With the advancement of technology and science over the past few decades, electrical and electronic equipment (EEE) has turned out to be an imperative part of our daily life. Nonetheless, the consumption, disposal, and production of e-waste have become unsustainable. The total review film consumption of EEE has escalated to 2.5 million tonnes. Devices such as laptops, radios, phones, and toys with batteries and power add to the volume of e-waste after use.

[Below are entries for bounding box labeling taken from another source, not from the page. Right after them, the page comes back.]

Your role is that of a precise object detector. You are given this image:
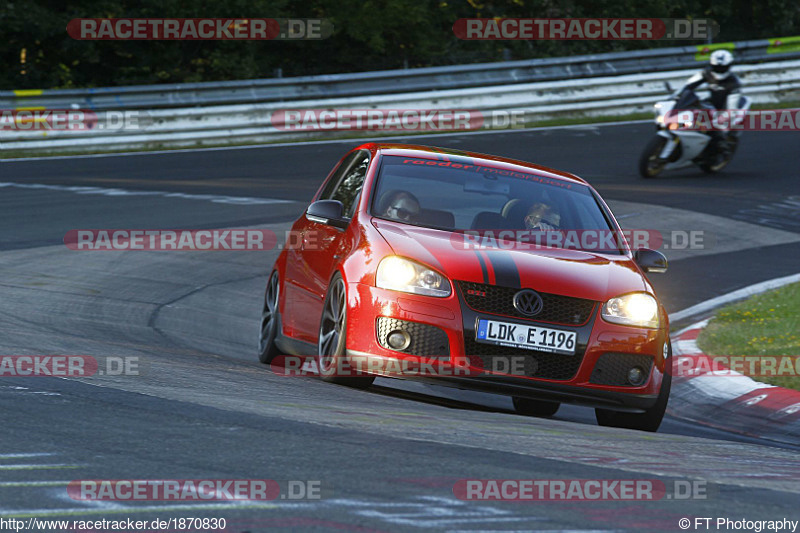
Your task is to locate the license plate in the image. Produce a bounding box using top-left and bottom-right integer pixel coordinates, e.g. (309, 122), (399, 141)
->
(475, 318), (578, 355)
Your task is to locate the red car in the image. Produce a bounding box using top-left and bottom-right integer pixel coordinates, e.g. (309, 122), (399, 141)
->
(259, 143), (671, 431)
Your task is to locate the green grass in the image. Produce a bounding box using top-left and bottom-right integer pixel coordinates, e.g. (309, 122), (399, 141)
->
(697, 283), (800, 390)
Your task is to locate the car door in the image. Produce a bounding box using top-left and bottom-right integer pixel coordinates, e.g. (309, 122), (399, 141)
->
(286, 150), (370, 343)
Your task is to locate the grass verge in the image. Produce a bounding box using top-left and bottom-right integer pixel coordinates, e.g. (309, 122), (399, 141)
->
(697, 283), (800, 390)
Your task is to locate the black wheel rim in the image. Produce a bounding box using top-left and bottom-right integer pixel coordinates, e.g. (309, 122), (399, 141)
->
(318, 279), (345, 371)
(258, 274), (279, 353)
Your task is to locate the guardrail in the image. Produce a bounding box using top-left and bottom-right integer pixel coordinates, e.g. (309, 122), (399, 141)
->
(0, 38), (800, 154)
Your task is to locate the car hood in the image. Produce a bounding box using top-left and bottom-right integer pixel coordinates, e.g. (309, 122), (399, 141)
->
(372, 218), (650, 301)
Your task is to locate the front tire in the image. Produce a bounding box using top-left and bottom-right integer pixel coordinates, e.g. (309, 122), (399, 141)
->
(512, 396), (561, 418)
(258, 272), (280, 365)
(317, 273), (375, 389)
(639, 135), (667, 179)
(594, 344), (672, 432)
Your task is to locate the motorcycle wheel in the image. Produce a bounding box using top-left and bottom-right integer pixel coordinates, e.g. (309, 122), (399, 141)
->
(700, 137), (739, 174)
(639, 135), (667, 178)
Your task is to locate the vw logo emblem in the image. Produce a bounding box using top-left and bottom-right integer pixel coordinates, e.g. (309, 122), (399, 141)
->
(514, 289), (544, 316)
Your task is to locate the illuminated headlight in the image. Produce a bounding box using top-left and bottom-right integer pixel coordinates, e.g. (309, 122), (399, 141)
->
(375, 255), (450, 298)
(603, 292), (658, 328)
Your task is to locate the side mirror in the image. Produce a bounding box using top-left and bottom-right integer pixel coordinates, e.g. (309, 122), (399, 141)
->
(306, 200), (350, 229)
(633, 248), (667, 274)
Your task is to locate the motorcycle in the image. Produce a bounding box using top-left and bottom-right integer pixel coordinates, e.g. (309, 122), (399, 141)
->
(639, 83), (752, 178)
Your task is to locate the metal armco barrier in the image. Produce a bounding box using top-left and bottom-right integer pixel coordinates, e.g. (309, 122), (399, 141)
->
(0, 37), (800, 155)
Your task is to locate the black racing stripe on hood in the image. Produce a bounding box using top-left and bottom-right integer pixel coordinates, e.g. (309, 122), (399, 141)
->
(486, 250), (522, 289)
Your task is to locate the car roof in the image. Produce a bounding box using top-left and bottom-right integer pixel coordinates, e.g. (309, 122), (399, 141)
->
(359, 143), (589, 185)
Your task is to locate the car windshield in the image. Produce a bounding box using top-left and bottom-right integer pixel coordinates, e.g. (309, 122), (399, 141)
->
(371, 156), (622, 254)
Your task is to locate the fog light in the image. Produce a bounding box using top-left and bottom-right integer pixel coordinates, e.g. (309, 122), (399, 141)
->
(386, 329), (411, 351)
(628, 366), (645, 385)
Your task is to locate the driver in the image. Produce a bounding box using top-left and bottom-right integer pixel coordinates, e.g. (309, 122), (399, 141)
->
(383, 191), (419, 223)
(674, 50), (742, 110)
(673, 50), (742, 157)
(525, 202), (556, 231)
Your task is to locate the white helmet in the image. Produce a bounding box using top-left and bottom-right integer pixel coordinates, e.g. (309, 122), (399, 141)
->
(708, 50), (733, 80)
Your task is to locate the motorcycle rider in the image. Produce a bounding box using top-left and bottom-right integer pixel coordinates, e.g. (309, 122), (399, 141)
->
(673, 50), (742, 157)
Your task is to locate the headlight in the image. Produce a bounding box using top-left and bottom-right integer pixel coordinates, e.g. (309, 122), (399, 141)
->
(375, 255), (450, 298)
(603, 292), (658, 328)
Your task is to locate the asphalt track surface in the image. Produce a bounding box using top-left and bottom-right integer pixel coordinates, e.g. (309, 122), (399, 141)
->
(0, 123), (800, 532)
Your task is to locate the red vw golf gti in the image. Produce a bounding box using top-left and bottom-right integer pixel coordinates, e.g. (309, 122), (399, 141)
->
(259, 143), (671, 431)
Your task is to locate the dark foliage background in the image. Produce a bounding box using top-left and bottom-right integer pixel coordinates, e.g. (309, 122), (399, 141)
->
(0, 0), (800, 89)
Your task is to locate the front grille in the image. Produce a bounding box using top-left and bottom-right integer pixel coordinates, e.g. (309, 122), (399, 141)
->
(376, 316), (450, 357)
(464, 333), (583, 381)
(458, 281), (595, 326)
(589, 353), (653, 387)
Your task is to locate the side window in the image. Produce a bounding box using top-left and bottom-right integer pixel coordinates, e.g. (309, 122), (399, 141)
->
(330, 152), (369, 218)
(319, 152), (361, 200)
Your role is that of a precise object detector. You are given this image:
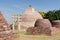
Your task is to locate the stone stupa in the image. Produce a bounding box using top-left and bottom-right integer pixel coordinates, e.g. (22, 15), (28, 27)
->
(20, 5), (43, 30)
(0, 12), (18, 40)
(0, 12), (10, 31)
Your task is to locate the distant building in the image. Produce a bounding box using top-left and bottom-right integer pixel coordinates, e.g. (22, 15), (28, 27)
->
(12, 6), (43, 30)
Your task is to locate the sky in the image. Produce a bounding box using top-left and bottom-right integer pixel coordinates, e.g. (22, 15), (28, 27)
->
(0, 0), (60, 24)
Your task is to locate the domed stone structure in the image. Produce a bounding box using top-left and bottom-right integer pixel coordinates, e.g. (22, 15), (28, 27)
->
(12, 6), (43, 30)
(0, 12), (18, 40)
(52, 20), (60, 29)
(26, 19), (57, 35)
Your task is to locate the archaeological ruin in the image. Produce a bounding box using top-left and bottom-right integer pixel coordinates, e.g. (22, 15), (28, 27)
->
(0, 12), (18, 40)
(12, 5), (43, 30)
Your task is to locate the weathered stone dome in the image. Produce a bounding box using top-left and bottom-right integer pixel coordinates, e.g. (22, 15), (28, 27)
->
(21, 6), (43, 22)
(35, 19), (52, 27)
(52, 20), (60, 29)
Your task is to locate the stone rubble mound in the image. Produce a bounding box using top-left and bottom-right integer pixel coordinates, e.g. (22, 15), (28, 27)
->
(52, 20), (60, 29)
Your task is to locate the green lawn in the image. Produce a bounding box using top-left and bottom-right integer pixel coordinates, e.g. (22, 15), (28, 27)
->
(14, 30), (60, 40)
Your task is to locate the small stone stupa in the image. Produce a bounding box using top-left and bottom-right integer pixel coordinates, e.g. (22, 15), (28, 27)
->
(20, 5), (43, 28)
(0, 12), (10, 31)
(12, 5), (43, 30)
(0, 12), (18, 40)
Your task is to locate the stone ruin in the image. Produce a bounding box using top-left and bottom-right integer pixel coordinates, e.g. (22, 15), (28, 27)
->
(0, 12), (18, 40)
(52, 20), (60, 29)
(26, 19), (57, 35)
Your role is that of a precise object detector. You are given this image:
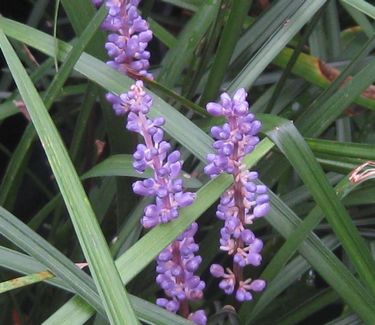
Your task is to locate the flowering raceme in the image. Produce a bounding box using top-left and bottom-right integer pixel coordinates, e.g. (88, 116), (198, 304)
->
(205, 89), (269, 301)
(97, 0), (207, 325)
(102, 0), (152, 79)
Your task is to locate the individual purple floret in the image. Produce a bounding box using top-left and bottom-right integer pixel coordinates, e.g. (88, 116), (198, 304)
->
(156, 222), (207, 324)
(205, 89), (270, 301)
(102, 0), (152, 79)
(91, 0), (103, 8)
(107, 80), (195, 228)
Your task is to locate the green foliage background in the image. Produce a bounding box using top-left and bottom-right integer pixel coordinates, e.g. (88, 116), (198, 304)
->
(0, 0), (375, 325)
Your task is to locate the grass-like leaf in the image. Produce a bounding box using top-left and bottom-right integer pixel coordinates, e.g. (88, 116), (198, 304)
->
(0, 30), (137, 323)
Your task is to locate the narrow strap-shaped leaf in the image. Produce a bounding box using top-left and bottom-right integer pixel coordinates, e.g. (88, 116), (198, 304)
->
(0, 16), (213, 161)
(267, 119), (375, 295)
(157, 0), (220, 86)
(0, 30), (137, 324)
(340, 0), (375, 19)
(0, 246), (192, 325)
(228, 0), (326, 93)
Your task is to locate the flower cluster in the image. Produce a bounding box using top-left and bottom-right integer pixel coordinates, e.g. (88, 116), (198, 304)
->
(102, 0), (152, 79)
(156, 222), (207, 325)
(205, 89), (269, 301)
(107, 80), (195, 228)
(96, 0), (207, 325)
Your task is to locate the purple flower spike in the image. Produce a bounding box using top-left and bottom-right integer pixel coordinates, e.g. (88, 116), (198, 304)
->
(98, 0), (207, 318)
(205, 89), (270, 302)
(156, 223), (205, 318)
(101, 0), (152, 79)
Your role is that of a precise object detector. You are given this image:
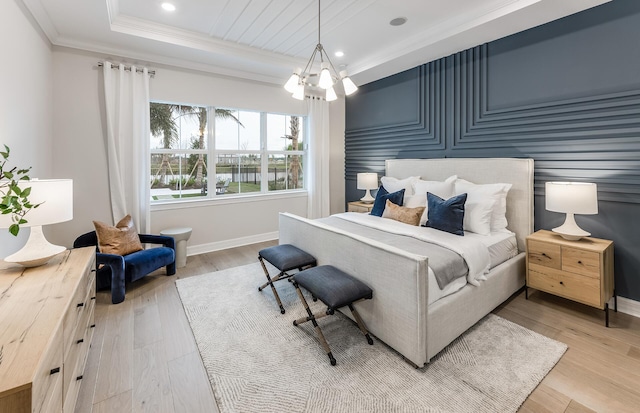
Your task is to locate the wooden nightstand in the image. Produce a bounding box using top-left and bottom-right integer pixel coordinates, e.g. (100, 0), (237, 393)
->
(525, 230), (618, 327)
(347, 201), (373, 213)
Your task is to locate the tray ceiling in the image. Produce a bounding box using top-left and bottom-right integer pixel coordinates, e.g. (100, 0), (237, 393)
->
(19, 0), (610, 84)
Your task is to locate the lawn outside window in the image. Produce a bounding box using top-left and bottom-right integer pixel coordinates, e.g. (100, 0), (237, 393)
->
(150, 102), (306, 203)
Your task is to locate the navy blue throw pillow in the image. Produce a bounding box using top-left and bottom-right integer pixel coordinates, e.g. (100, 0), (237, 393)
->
(426, 192), (467, 236)
(371, 185), (404, 217)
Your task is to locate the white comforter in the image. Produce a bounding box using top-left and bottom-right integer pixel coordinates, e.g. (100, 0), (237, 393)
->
(333, 212), (491, 286)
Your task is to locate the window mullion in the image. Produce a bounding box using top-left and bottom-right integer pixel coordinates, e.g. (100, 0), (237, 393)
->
(260, 112), (269, 193)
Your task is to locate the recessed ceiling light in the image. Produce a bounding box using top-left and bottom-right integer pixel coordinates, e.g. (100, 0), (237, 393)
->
(389, 17), (407, 26)
(162, 3), (176, 11)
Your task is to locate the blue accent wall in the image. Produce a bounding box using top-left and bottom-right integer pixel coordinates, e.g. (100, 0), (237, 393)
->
(345, 0), (640, 300)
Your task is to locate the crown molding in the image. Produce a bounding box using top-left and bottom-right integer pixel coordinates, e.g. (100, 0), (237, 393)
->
(18, 0), (60, 44)
(111, 16), (304, 72)
(349, 0), (542, 76)
(55, 37), (282, 86)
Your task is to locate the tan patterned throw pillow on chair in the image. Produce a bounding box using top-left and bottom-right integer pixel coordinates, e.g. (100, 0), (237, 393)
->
(93, 215), (143, 255)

Although the volume is augmenting, the adoption of recycling and collection is very low and hence, the generation of harmful greenhouse gases, and the release of toxic substances during informal recycling are on the rise. It’s not only the developing or the lower economic countries affected by this problem, but the developed countries are also facing the challenges of proper management of these wastes. For many entrepreneurs and individuals, it is now a method of income by recovering important materials from the dumped items. Most of the time, the separation and recycling is carried out informally or rather unscientifically devoid of any safety and health standards. Various associations are considering this matter strongly and urged for an impeccable legal policy and also investment in technology and modern equipment for seamless recycling.
Global Challenges and Scenario
As of now, the recycling rate of e-waste globally is 20-30 percent and the collection rate is 50-60 percent. Globally, 53.6 million metric tons of total e-wastes were produced at the end of 2019. In the same year, China gained the status of the globe’s biggest producer of e-waste, which is around 10 million metric tons. It is then followed by the US, which is around seven million metric tons, claims a report of Statista.